# Constructing an XChaCha20-Poly1305 Equivalent using FIPS-140 Primitives

I am playing around with the idea of modelling clustered data storage as a series of AEAD messages. XChaCha20-Poly1305 has nice properties for my intended design, as the ability to use random IVs decouples constructing AEAD messages from the state of the storage cluster. However FIPS compliant primitives would be a business requirement in a production implementation.

AES-GCM is the obvious first choice, however its 2^32 invocation limit for random IVs does not lend itself well to data storage. The total write throughput might be 100s of TiBs over the lifetime of a system. Having a global monotonic counter, like the FIPS specification suggests, is difficult to implement in my case. The architecture doesn't have a notion of a "secure global clock" (at least not one that wouldn't be vulnerable to Replay or Sybil attacks).

Is it possible to construct an AEAD Cipher with similar properties to XChaCha20-Poly1305 using only FIPS-140 primitives?

The properties I am interested in are:

• Single pass encryption.
• Hardware/FPGA implementation friendly.
• A nonce can be any random value. (No global state to track)
• A large upper bound on maximum invocations per key. (~2**50)
• The primitives are listed in the FIPS-140-3 standard.
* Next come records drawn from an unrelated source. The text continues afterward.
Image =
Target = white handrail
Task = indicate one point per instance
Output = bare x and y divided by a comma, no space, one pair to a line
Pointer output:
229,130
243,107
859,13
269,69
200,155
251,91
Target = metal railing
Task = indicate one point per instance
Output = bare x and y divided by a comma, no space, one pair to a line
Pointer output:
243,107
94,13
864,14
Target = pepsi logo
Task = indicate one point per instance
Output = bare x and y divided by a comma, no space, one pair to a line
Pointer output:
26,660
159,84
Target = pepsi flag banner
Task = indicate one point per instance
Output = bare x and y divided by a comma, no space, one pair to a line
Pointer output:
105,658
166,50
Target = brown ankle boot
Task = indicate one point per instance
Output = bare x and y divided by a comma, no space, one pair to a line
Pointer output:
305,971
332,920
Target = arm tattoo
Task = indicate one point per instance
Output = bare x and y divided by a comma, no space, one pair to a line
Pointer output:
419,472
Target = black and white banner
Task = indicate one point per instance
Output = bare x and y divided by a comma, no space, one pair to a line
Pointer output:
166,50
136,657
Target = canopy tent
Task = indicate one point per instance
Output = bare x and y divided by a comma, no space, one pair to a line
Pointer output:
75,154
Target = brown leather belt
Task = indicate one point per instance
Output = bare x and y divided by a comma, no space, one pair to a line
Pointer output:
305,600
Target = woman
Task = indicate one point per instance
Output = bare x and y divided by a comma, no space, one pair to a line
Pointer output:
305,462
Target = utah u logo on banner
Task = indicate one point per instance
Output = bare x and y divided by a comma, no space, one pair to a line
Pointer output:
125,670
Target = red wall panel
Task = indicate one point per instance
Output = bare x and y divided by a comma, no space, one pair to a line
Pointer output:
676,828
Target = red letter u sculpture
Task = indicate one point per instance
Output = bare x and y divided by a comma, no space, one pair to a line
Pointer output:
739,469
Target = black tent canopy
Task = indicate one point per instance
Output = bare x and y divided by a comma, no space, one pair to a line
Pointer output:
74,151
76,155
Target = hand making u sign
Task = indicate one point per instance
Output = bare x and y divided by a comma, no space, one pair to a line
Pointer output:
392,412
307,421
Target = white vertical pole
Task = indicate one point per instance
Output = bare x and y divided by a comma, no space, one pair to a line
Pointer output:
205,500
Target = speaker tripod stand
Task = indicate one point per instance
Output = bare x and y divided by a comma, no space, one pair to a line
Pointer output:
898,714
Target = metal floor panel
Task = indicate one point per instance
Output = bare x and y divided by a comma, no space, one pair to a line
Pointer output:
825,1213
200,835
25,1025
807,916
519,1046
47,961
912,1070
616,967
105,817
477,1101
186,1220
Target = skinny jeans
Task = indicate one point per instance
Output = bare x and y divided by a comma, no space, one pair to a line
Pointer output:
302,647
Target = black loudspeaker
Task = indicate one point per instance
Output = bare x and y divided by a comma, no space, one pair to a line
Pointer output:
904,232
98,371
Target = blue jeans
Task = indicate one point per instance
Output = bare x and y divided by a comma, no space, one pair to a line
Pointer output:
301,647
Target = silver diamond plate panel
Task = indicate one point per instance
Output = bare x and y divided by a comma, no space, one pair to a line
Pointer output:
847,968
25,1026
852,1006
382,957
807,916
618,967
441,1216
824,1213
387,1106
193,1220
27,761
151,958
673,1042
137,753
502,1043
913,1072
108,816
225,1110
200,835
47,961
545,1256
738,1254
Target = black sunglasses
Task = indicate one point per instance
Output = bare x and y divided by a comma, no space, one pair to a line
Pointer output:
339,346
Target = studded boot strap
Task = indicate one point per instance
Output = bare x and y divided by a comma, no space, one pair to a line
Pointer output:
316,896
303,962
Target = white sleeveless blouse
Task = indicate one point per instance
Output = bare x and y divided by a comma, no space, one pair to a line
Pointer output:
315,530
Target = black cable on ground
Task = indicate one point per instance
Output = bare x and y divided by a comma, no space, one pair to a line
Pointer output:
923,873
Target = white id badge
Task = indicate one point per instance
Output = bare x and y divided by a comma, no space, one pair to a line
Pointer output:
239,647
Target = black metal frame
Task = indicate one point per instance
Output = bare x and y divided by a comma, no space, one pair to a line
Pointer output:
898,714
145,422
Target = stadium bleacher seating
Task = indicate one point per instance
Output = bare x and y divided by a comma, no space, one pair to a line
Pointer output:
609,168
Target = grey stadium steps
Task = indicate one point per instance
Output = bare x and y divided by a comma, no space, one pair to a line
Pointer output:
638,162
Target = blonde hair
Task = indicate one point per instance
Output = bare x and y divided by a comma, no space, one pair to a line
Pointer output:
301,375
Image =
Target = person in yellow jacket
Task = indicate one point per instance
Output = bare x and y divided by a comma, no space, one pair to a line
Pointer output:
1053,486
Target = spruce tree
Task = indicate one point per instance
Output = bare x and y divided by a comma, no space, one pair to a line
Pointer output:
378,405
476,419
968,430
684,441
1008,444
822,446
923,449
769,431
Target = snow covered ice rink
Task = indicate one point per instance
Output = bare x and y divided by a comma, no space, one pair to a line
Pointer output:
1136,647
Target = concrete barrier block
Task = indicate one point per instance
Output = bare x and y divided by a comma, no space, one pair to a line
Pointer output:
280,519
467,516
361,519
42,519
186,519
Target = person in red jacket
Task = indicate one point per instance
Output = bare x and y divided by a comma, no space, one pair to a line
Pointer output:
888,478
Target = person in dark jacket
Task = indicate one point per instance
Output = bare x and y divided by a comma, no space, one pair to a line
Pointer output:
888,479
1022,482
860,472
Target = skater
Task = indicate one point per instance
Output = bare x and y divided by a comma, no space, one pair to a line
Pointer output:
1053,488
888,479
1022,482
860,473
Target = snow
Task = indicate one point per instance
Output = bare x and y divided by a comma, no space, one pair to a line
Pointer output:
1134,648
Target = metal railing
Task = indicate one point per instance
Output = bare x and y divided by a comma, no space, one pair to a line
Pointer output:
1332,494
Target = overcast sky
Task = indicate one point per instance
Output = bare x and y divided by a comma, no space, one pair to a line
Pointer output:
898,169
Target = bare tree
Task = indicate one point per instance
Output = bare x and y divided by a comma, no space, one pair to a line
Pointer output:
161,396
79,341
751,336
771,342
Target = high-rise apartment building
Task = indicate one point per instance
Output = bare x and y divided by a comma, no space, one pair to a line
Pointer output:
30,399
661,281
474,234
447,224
I already have a scheme in mind, detailed below. I'm interested in feedback on how it could be improved, or if there would be a better alternative I've overlooked. I'm aware of AES-GCM-SIV, but who knows when, if ever that will become an approved function. An alternative could be AES-XTS + KMAC, however that would be quite resource intensive.

Scheme

Derive a random <Key, IV> pair for each AES-GCM invocation using a salt, and transmit the salt as part of the associated authenticated data.

State:
Let {M} be a pre-shared master key of at least 256 bits.
Let {S} be a randomly generated salt of at least 256 bits.
Let {I} be associated data relevant for generating the key. May be empty.
Let {P} be the plaintext message to encrypt.
Let {AAD} be associated data to interpret the ciphertext message.
Let {KDF} be a key derivation function listed in NIST SP 800-56C.
Let {ENC} be a FIPS-140 compliant AES-GCM encrypt function.
Let {DEC} be a FIPS-140 compliant AES-GCM decrypt function.
Let {AUTH} be a FIPS-140 compliant AES-GCM authentication check function.
Let {C} be the ciphertext.
Let {T} be the authentication tag.
Let {MSG} be the final AEAD message.